Разумеется, лаборатория жила по-прежнему деятельной жизнью. Но была эта жизнь не более чем штилем в сравнении с бурями, шумевшими тогда на континенте: теперь уже не в Париже, а в Геттингене, и Цюрихе, и Копенгагене – главных эпицентрах длившегося и неудержимо нараставшего потрясения основ теоретического познания микромира. (Да и мира вообще!) Boт там счет времени действительно шел на дни, недели и месяцы. И уж оттуда никак нельзя было в ту пору безнаказанно отлучиться на полгода: отлучился – вернулся, а обжитого дома твоей мысли нет и в помине – он снесен, как дом твоего детства, и незнакомые чужие идеи по-хозяйски расхаживают на опустевшем месте, как цыплята в брайтуотеровском загоне.

Да, так уж получилось, что пока Резерфорд на полгода отлучался из Европы, в Европе родилась долгожданная механика микромира. Он словно обеспечивал себе алиби в будущем громком процессе об этом преступлении против законов классики.

Алиби выглядело полным. 29 июля 1925 года, когда редакция немецкого журнала «Zeitschrift für Physik» получила работу молодого геттингенского теоретика Вернера Гейзенберга с первым изложением его знаменитой матричной механики, профессор Резерфорд находился на борту парохода «Асканиус» в водах южной Атлантики и пятый день блаженно отдыхал от своих профессорских обязанностей.

Гейзенберг был ровно на тридцать лет моложе Резерфорда, и молва о планетарном атоме с лестницей разрешенных уровней энергии стала достоянием его разума еще в отрочестве. Может быть, поэтому в отличие от Резерфорда его не смущало, «откуда знает электрон, где он должен остановиться», когда атом, испуская квант, скачком переходит из одного устойчивого состояния в другое. Непостижимые и незаконные с точки зрения классической, эти квантовые скачки были приняты начинающим теоретиком как некая бесспорная и простейшая реальность природы. И он построил механику квантовой прерывности в явлениях микромира. И был он, по словам его геттингенского учителя Макса Борна, так талантлив и так невежествен, что даже выдумал для воплощения своих физических идей особый математический аппарат, не зная, что таковой давно существует в высшей алгебре под именем матричного исчисления. В общем для резерфордовского атома Гейзенберг нашел количественные законы движения по воровской лестнице дозволенных уровней энергии.

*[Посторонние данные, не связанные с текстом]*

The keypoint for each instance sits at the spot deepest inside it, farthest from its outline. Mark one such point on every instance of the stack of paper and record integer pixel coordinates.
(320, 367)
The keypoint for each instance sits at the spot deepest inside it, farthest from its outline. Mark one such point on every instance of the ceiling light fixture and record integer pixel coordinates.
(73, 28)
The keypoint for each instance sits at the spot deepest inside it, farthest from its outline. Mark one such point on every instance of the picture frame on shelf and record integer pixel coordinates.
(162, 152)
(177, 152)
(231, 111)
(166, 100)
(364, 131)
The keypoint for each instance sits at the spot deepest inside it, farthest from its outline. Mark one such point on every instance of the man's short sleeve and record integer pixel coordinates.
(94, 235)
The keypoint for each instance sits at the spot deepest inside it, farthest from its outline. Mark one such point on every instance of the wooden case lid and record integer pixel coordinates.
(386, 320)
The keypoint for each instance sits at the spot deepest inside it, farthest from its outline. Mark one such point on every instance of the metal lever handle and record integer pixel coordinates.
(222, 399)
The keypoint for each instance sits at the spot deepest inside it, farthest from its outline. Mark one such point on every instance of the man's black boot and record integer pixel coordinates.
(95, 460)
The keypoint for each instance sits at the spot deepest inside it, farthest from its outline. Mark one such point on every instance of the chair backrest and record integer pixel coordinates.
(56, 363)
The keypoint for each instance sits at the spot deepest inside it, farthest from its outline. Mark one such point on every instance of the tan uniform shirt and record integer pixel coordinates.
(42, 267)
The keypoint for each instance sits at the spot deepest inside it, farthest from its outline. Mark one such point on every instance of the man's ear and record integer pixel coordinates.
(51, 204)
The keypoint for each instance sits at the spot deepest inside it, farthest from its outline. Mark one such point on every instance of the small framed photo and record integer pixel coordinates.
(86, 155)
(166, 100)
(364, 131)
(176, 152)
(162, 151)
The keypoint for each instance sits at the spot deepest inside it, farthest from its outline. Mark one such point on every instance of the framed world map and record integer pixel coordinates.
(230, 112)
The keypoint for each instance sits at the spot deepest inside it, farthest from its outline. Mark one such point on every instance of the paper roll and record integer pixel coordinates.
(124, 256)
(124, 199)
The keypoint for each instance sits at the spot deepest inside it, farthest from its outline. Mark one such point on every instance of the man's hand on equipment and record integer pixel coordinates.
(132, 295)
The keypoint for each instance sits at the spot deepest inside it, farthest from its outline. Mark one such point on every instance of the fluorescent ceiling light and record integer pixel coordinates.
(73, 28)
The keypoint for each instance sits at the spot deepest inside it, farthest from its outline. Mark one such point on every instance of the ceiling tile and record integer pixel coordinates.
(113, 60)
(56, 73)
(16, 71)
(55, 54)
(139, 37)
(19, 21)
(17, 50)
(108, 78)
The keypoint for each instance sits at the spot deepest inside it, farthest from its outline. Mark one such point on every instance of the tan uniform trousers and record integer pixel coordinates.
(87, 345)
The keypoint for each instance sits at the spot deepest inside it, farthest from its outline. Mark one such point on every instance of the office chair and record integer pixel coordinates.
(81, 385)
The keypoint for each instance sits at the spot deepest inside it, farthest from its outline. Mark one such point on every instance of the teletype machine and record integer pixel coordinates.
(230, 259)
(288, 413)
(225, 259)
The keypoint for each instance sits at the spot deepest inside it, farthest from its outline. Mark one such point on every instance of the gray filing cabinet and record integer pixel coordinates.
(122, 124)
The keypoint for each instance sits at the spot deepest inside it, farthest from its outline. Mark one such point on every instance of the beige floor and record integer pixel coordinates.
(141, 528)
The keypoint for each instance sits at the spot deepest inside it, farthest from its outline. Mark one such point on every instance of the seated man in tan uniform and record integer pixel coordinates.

И вот что сверх всего особенно замечательно: хотя в построениях своих он исходил из квантовых скачков Бора, а о непрерывных волнах материи де Бройля и не думал, не веря в их реальность, действующими лицами в его механике все равно оказались на поверку странные микрокентавры – непонятные частицы-волны. И новый непоправимый ущерб нанесен был старой классической иллюзии – рисовать события в микромире так, точно на микробильярде сталкиваются и взаимодействуют аккуратненькие шарики-частицы… Тут уж решительно и бесповоротно предъявляла свои права наступающая эпоха непредставимых представлений о ходе вещей в атомном мире.

Интересно, что Резерфорд уплывал в Антиподы, быть может все-таки успев напоследок ознакомиться с построениями Гейзенберга, хотя тогда они еще даже не дошли до редакции «Zeitschrift für Physik». Дело в том, что как раз незадолго до отъезда Резерфорда – в середине июля 25-го года – Гейзенберг появился на Фри Скул лэйн.

Посетить Кавендишевскую лабораторию его пригласил, очевидно, Ральф Фаулер. Минувшей зимой они часто встречались в Копенгагене, на семинарах у Бора, где оба ходили в учениках и где не прекращались отчаянные споры о новых теориях. Двадцатичетырехлетний Гейзенберг прочитал в Кавендише несколько лекций. И достойно внимания, что среди его кембриджских слушателей был двадцатитрехлетний Поль Адриен Морис Дирак. А был ли среди них сам кавендишевский профессор – сэр Эрнст? Судя по всему – нет. Однако трудно допустить, что ему не были сообщены новости, привезенные геттингенцем. Если никто другой, то уж Ральф Фаулер наверняка порассказал ему о них – хотя бы домашними вечерами в Ньюнхэм-коттедже на улице Королевы.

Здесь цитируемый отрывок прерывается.